En un monte apacible de ramajes oscuros,
como aquellos del hondo Huerto de los Olivos,
apareció el Maestro de los momentos puros
llamado por el turbio tormento de los vivos.
Bajo un sol quieto y fuerte, amarillo de asombro,
el mundo lo esperaba laxo de sufrimiento.
Ya no temo a la muerte.
Me defienden tus manos y tus ojos.
Estoy tranquilo como un prado verde
donde sonríen los infantes de oro.
Ya no temo a la muerte;
Dios empieza en el canto de tus ojos.
Hallada de improviso
así como la muerte o como el júbilo,
dueña del día y dueña del destino.
¡Hallada ahora en el camino último!
¿Serás la amiga
o serás el amor hondo de música?
En los rincones se enfermó mi vida
y sólo me ha quedado mi dulzura.
Se han desplomado todas las columnas
sobre mi vida, sólo tú sostienes
con tu gracia la cúpula del cielo
¡oh santa amparadora de mi muerte!
En mi deslumbramiento soy un grito.
¡Cómo me inundas con tu cabellera!
Y estoy tan lejos de tu maravilla
que nunca has de acercarme a la tristeza.
Más allá de la vida,
triste como una selva abandonada,
miro irse las horas
en las lunas, los pájaros y el agua.
Tu corazón sonríe
sin mirar mi fatiga.
Te arrancaron los ojos
¿en qué calle siniestra de la vida?
Eres sobre mi vida
una suave canción de ojos azules.
Nunca sabrás que soy como una llama
que besa agudamente tus cabellos.
En mi silencio quedarás dormida,
clara y azul como un jazmín de oro.
Aquietaré todo rumor del mundo
para que tengas el perfil sereno
sobre el espejo turbio de mi vida.
En tus ojos dormidos
hay un sollozo del antiguo mundo,
ciudades viejas y rosales místicos.
¡Todos los siglos dentro de un crepúsculo!
Cuando mire tus ojos
serán las puertas de la epifanía.
He de sentir que Dios me besa el rostro.
Quería eternizar tu perfil armonioso,
suave como los niños, triste como un sollozo,
pero cayó en tu alma como una negra veste
el ala de Luzbel.

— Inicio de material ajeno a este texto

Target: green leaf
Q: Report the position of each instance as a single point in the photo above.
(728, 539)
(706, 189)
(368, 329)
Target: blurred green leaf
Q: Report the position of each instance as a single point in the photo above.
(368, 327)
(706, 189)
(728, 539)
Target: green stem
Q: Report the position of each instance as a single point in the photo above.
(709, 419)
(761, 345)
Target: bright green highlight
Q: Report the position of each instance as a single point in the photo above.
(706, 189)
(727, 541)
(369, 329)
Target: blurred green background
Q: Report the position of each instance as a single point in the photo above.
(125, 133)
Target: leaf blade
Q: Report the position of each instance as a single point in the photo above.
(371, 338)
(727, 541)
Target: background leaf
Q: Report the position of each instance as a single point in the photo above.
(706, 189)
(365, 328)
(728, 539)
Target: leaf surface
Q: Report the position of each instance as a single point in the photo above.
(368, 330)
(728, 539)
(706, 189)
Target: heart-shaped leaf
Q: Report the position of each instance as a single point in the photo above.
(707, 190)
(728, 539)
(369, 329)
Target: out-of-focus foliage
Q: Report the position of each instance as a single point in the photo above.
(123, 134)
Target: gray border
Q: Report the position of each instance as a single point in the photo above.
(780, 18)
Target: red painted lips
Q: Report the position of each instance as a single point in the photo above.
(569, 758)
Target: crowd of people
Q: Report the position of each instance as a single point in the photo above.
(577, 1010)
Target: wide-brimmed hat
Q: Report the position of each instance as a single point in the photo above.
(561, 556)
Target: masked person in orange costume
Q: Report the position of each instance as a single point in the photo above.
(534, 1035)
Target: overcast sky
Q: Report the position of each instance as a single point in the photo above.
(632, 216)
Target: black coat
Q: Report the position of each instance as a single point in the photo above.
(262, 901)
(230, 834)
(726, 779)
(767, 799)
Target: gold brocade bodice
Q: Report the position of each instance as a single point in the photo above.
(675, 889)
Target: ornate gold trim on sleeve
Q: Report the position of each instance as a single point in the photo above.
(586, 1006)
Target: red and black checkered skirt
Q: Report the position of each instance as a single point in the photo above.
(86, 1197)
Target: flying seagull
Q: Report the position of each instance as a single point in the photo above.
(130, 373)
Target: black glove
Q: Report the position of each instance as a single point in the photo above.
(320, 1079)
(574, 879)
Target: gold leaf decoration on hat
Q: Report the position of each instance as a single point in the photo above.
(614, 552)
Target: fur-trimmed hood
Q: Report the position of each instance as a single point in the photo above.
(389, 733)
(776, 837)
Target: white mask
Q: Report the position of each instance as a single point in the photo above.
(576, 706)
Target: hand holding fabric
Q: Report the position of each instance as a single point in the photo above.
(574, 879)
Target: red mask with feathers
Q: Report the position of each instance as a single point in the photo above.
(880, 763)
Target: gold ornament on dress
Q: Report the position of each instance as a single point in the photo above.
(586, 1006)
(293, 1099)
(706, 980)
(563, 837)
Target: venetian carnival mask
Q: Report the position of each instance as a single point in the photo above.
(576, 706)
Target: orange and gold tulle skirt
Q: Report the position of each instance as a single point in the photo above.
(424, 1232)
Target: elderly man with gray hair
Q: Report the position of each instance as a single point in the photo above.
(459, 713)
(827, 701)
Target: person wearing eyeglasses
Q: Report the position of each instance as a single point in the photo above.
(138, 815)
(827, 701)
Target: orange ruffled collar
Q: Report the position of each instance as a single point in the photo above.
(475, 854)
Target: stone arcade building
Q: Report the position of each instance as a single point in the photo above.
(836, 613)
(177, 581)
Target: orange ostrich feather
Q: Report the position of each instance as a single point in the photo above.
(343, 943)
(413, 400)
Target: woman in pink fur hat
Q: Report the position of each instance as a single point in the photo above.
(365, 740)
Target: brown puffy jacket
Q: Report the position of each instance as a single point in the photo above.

Mi corazón celeste
ha llorado en la sombra sintiéndose vivir.
¡Acaso nunca más lograré sonreír!
¡Otra vez solo! Agita la muerte sus anillos…
Yo la tenía cerca como una trizadura
del corazón. Y era mi único regocijo
sentirla andar, reír. Mi alma ya no la busca…
Se fue de mí. No pudo mi red echada al día
tomarla toda.
¿Más allá de qué monte, de qué dormida estepa
lejanísima y sola viene tu voz de llama?
Eres como una herida de miel en mi tristeza.
Llegas como la tarde perfumando mi casa.
Voz que suspira como volviéndose una esencia,
voz que duerme en mis ojos y que muere en mis canas.